In February, the CDC published a new report revealing a startling uptick in the maternal mortality rate. In the first year of the pandemic, America’s rate of maternal mortality – already the worst of all developed nations – rose even higher, climbing 14% year over year into 2020. While the report cites possible causes as the pandemic and lapses in prenatal or postpartum care due to Covid-19 related disruptions, the data reveals stark inequities.
Of the 861 pregnant women and new mothers who died in 2020, one-third were Black. As the New York Times notes, Black Americans comprise just over 13% of the population, making their likelihood of fatality nearly 3x higher than that of White women. For Hispanic women, the rate shot up 44% year over year. While the report did not detail Asian American or Pacific Islander maternal mortality rates, their populations are also disproportionately impacted by maternal death.
This last point drives home just how devastating these maternal losses are: current estimates suggest that two-thirds of all maternal deaths are preventable. Within that context, the additional four deaths per 100,000 births from 2019 into 2020 becomes even more tragic. This year, we must reverse the trend. The following sections explore ways to improve the health and well-being of expecting and new moms by establishing a standardized continuum of care, enacting policy change, and aligning stakeholders on a path to increased advocacy to address inequity. These actions can drive systemic change to achieve healthier – and more equitable – outcomes for all.
Health equity begins with a true continuum of care
In America, the phrase “care continuum” is something of an oxymoron. The patient journey is winding, fraught with unpalatable economic decisions, and relatively unclear. In Denmark, where there are clearly defined standards of care, mothers and infants seemingly thrive. The entire pregnancy journey is predetermined, from regular visits with a midwife through to postpartum home visits, where mom and newborn are supported through the first few months post discharge. Community groups create a network of support through the complicated postpartum period and beyond.
In this context, it is not altogether surprising that the Danish maternal mortality rate is among the top ten lowest in the world, while the United States is ranked number 57. While the Danish welfare system and universal healthcare for all is not a near reality for Americans, elements of the system can be applied here to great effect. Evidence suggests that advocacy and support through the pregnancy journey results in fewer complications during delivery, a reduction in maternal mortality, higher rates of full-term natural birth, and lower rates of post-discharge ER visits and hospital readmissions.

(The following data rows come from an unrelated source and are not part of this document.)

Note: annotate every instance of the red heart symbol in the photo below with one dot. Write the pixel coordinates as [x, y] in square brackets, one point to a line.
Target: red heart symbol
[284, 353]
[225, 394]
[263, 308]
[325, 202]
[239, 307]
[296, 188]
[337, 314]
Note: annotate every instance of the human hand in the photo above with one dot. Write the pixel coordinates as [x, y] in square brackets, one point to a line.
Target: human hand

In fact, in our experience over nearly two decades supporting women, infants and their families, we’ve found that establishing a thoughtful care management model can make an outsized impact. By investing in ongoing relationships throughout the maternal continuum of care, we are able to conduct health risk assessments, build long term case manager relationships that garner trust, coach women through their pregnancy or a NICU event, and identify and solve for social determinants of health that impact these women and their families. Developing a greater continuum of care, including community-based maternity care and support networks for women before and after birth, is our greatest chance to help counteract the woefully high maternal mortality rates of the last twenty years.
New policies act as a primer for true systemic change
Policy changes, outlined below, can help build toward standardization, a continuum of care, and a more equitable future.
Advocacy: Midwives, maternity case managers or maternal advocates help create a semblance of standardized care by promoting regular pre- and post-natal check-ups, healthy nutrition, emotional, and physical habits, and better communication with physicians at the time of delivery. States must invest in culturally relevant models that extend the continuum of care by offering subsidized home health visits, like those that Wyoming and North Carolina are piloting.
Paid family leave: While every Danish resident receives between four and six months fully paid family leave, only about 19% of Americans have access to any form of paid family leave at all. For many new mothers, returning to work two weeks after giving birth is the reality of their situation. Along with supporting new moms, paid family leave would help unlock an additional $28 trillion that could be added to the global GDP if we reach full gender equality.
Postpartum: 50% of maternal deaths occur after the day of birth, meaning that an equal amount of attention should be paid to new mothers after discharge. Experts agree that complications occur most often within six months postpartum; yet, many insurers only cover a limited period of time during the post-partum period, some as little as 6 weeks. To fully support new mothers and their newborns, the postpartum period of covered care and parenting coaching should be extended to twelve months.
To create change within our fragmented health system, we must unite policymakers, advocates, physicians, health systems, payers, midwives, doulas, and community organizations in order to develop a standardized continuum of care. Only then can we begin to address our maternal mortality rate and affect meaningful, long-lasting change that will improve the experience of motherhood in America for generations to come.